Auto mode for Max users. Claude makes decisions autonomously with fewer interruptions and managed risk. Previously limited to Enterprise plans.

Pricing

No price increase. Unchanged from Opus 4.6:

TierCost
All contexts$5 input / $25 output per 1M tokens
Prompt cachingUp to 90% savings
Batch processing50% savings
US-only inference1.1x standard pricing

The tokenizer change means the same input may cost slightly more (1.0-1.35x) due to different token boundaries. For most workloads the increase is negligible. For token-sensitive applications, benchmark your specific content.

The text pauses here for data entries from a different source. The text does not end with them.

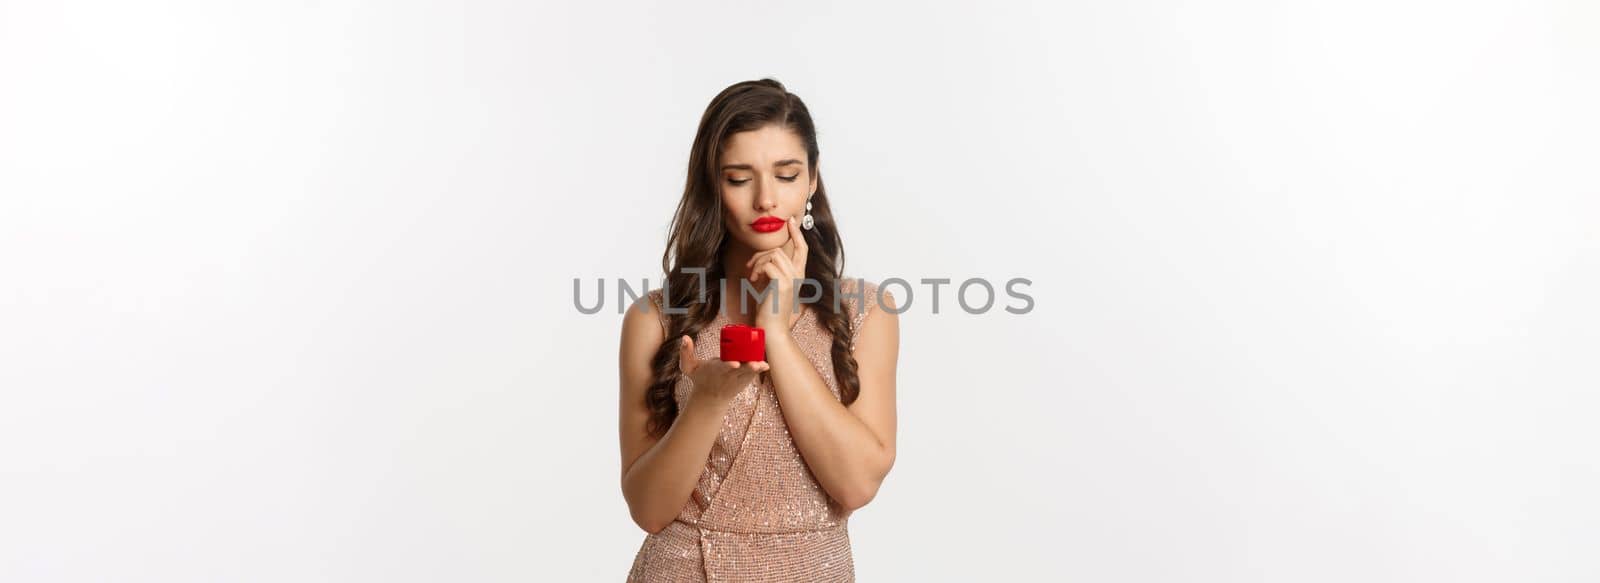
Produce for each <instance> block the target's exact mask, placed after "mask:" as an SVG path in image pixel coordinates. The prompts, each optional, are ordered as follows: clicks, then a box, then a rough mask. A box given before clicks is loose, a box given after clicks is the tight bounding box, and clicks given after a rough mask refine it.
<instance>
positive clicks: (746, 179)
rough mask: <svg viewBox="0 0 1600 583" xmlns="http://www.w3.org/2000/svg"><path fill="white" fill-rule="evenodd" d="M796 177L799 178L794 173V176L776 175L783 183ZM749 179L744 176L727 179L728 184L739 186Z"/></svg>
mask: <svg viewBox="0 0 1600 583" xmlns="http://www.w3.org/2000/svg"><path fill="white" fill-rule="evenodd" d="M798 178H800V175H794V176H778V179H781V181H784V183H794V181H795V179H798ZM749 181H750V179H749V178H744V179H736V178H730V179H728V184H733V186H741V184H744V183H749Z"/></svg>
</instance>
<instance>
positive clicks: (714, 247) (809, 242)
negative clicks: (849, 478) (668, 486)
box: [645, 78, 861, 436]
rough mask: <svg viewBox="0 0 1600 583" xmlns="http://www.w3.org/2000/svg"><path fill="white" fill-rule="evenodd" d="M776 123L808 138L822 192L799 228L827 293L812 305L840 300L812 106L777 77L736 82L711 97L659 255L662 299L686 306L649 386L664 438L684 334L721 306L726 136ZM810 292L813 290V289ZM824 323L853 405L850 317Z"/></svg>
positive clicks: (714, 318) (831, 220) (809, 166)
mask: <svg viewBox="0 0 1600 583" xmlns="http://www.w3.org/2000/svg"><path fill="white" fill-rule="evenodd" d="M768 125H778V127H782V128H787V130H790V131H794V133H795V135H797V136H800V141H802V143H803V144H805V152H806V167H808V168H810V171H811V178H813V179H816V194H813V195H811V218H813V221H814V226H813V229H810V231H805V229H802V231H800V232H802V234H803V235H805V242H806V245H808V247H810V253H808V255H806V263H805V277H806V279H811V280H816V282H818V283H821V288H822V290H821V298H818V300H816V303H814V304H813V306H814V308H821V306H838V303H837V300H835V293H837V291H838V285H837V282H838V280H840V279H842V277H843V269H845V245H843V242H840V239H838V226H837V224H835V223H834V213H832V211H830V210H829V205H827V187H826V186H824V184H822V176H821V175H819V173H818V171H819V170H818V167H816V160H818V147H816V125H814V123H813V122H811V112H810V111H806V107H805V103H803V101H800V98H798V96H795V94H794V93H789V90H787V88H784V85H782V83H779V82H778V80H773V78H762V80H752V82H739V83H734V85H731V86H728V88H725V90H722V93H717V96H715V98H712V101H710V104H709V106H706V114H702V115H701V122H699V130H698V131H696V133H694V146H693V147H691V151H690V167H688V179H686V181H685V183H683V199H680V200H678V208H677V211H675V213H674V216H672V231H670V234H669V235H667V250H666V251H664V253H662V255H661V269H662V272H666V282H667V285H666V290H667V293H670V296H667V298H664V300H666V301H667V304H669V306H674V308H688V312H686V314H669V316H667V336H666V338H664V340H662V343H661V348H658V349H656V357H654V360H651V370H653V376H651V383H650V389H648V391H646V392H645V404H646V405H648V407H650V426H648V431H650V432H651V434H653V436H661V434H664V432H667V429H669V428H672V421H674V420H677V416H678V405H677V400H674V396H672V389H674V384H677V378H678V373H680V372H678V349H680V346H682V344H680V338H682V336H683V335H688V336H690V338H699V333H701V330H702V328H704V327H706V325H709V324H710V322H712V320H714V319H715V317H717V311H718V308H720V306H722V285H718V282H722V279H723V275H725V274H723V269H722V256H723V251H725V250H726V245H728V239H730V237H728V234H726V229H725V226H723V219H722V210H723V208H722V191H720V181H718V179H717V176H718V170H717V163H718V160H722V149H723V146H725V144H726V141H728V138H730V136H733V135H736V133H739V131H752V130H760V128H763V127H768ZM685 267H702V269H706V274H704V282H706V285H704V288H701V275H699V274H698V272H685ZM808 291H810V290H808ZM813 312H814V314H816V317H818V322H819V324H822V325H824V327H826V328H827V330H829V332H830V333H832V335H834V346H832V354H834V380H835V381H837V383H838V392H840V400H842V402H843V404H846V405H848V404H851V402H854V400H856V396H858V394H861V378H859V376H858V373H856V357H854V356H853V354H851V346H850V336H851V330H850V319H848V317H845V314H843V311H838V309H813Z"/></svg>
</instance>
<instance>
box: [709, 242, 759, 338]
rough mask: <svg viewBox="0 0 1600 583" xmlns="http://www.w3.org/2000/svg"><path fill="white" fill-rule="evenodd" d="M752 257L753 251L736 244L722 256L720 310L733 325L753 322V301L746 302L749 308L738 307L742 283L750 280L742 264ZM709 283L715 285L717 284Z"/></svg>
mask: <svg viewBox="0 0 1600 583" xmlns="http://www.w3.org/2000/svg"><path fill="white" fill-rule="evenodd" d="M754 255H755V250H752V248H749V247H744V245H738V243H734V245H728V248H726V250H725V251H723V255H722V279H723V287H722V306H723V308H722V309H723V311H725V312H726V314H728V319H730V320H734V324H749V322H752V320H755V311H757V306H755V303H754V301H750V300H746V303H747V304H749V306H744V309H741V306H739V293H741V291H742V290H744V282H749V280H750V271H749V269H747V267H746V266H744V263H746V261H750V256H754ZM709 283H710V285H717V282H709ZM752 287H754V285H752ZM757 291H760V290H757Z"/></svg>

How to Use Opus 4.7 in Claude Code

Switch your default model:

claude config set model claude-opus-4-7

For per-session overrides:

claude --model claude-opus-4-7

The model is available across claude.ai, the Messages API, Amazon Bedrock, Google Cloud Vertex AI, and Microsoft Foundry. The API model identifier is claude-opus-4-7.

To use the new xhigh effort level:

/effort xhigh

Opus 4.7 vs Opus 4.6: What Changed

FeatureOpus 4.6Opus 4.7
Vision resolutionStandard (~850px long edge)2,576px long edge (3.75 MP, 3x more)
Effort levelslow, high, maxlow, high, xhigh (new), max
Default efforthighxhigh
CursorBench58%70% (+12 points)
XBOW Visual Acuity54.5%98.5% (+44 points)
Self-verificationBasicProactive output verification
Instruction-followingStandardStricter, more literal
TokenizerPrevious generationUpdated (1.0-1.35x more tokens)
Cyber safeguardsNot presentAutomated detection and blocking
Pricing$5/$25 per 1M$5/$25 per 1M (unchanged)

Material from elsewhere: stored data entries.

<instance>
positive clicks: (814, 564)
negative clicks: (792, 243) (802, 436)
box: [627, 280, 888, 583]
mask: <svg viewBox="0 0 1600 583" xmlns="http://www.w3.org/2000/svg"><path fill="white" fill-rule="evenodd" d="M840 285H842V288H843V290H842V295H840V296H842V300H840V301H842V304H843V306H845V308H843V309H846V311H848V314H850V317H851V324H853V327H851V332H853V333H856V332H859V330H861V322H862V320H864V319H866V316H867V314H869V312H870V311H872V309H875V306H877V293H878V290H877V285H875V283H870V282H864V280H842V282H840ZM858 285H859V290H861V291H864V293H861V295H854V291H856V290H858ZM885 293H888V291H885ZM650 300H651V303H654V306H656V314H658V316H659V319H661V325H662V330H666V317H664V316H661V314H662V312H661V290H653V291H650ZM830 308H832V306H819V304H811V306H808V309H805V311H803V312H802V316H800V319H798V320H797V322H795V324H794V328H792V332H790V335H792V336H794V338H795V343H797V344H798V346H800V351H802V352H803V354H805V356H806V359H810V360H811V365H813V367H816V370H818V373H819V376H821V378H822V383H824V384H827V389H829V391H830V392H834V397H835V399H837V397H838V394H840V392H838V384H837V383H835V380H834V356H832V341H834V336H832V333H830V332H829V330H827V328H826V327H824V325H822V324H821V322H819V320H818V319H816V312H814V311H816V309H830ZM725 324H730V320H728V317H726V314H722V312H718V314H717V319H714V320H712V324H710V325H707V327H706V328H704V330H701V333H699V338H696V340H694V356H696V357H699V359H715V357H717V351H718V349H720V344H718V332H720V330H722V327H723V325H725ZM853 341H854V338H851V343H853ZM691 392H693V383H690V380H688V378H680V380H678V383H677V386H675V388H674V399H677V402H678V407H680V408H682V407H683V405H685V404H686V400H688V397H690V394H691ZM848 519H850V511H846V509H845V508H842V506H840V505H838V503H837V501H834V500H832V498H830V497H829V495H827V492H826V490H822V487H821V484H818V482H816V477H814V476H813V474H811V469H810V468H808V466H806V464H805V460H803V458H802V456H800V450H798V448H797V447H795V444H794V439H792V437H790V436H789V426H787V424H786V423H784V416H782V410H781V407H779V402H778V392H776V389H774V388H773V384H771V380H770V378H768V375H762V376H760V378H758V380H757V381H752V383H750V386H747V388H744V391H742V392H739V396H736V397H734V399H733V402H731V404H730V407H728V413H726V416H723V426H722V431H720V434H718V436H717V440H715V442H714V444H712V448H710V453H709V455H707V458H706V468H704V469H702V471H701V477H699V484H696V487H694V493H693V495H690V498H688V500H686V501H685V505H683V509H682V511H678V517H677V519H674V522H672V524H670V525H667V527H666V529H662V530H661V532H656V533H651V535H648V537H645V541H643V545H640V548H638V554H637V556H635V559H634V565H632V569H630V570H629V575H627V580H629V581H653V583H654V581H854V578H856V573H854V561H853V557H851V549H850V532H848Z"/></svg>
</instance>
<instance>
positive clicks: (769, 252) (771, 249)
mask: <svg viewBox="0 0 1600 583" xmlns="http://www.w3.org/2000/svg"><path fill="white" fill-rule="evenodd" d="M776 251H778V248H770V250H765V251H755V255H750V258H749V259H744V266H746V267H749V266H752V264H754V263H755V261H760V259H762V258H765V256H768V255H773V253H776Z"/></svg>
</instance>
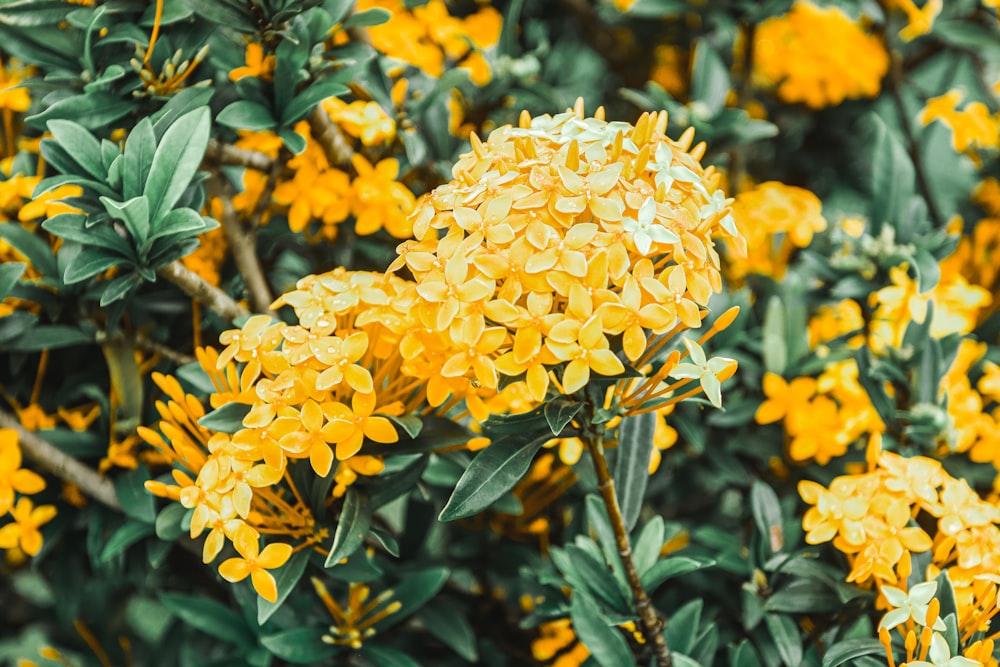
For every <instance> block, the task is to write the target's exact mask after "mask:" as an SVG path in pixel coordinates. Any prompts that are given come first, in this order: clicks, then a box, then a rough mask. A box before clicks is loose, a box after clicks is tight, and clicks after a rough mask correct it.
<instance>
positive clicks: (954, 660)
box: [882, 582, 983, 667]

The core story is vision and verification. The 3x resolution jump makes Opus 4.7 the first Claude model where image understanding is genuinely reliable for professional use. The self-verification behavior means fewer rounds of "wait, let me check that" from the user. Everything Opus 4.6 did well -- 1M context, 128K output, adaptive thinking, agent teams -- carries forward unchanged.

For model selection, the upgrade path is straightforward. If you use Opus for complex work, switch to 4.7. The only adjustment needed is reviewing prompts that depended on loose instruction interpretation, since the model now follows instructions more literally. If you are on Sonnet 4.6 for daily work and Opus for heavy lifting, that split still makes sense with the newer Opus.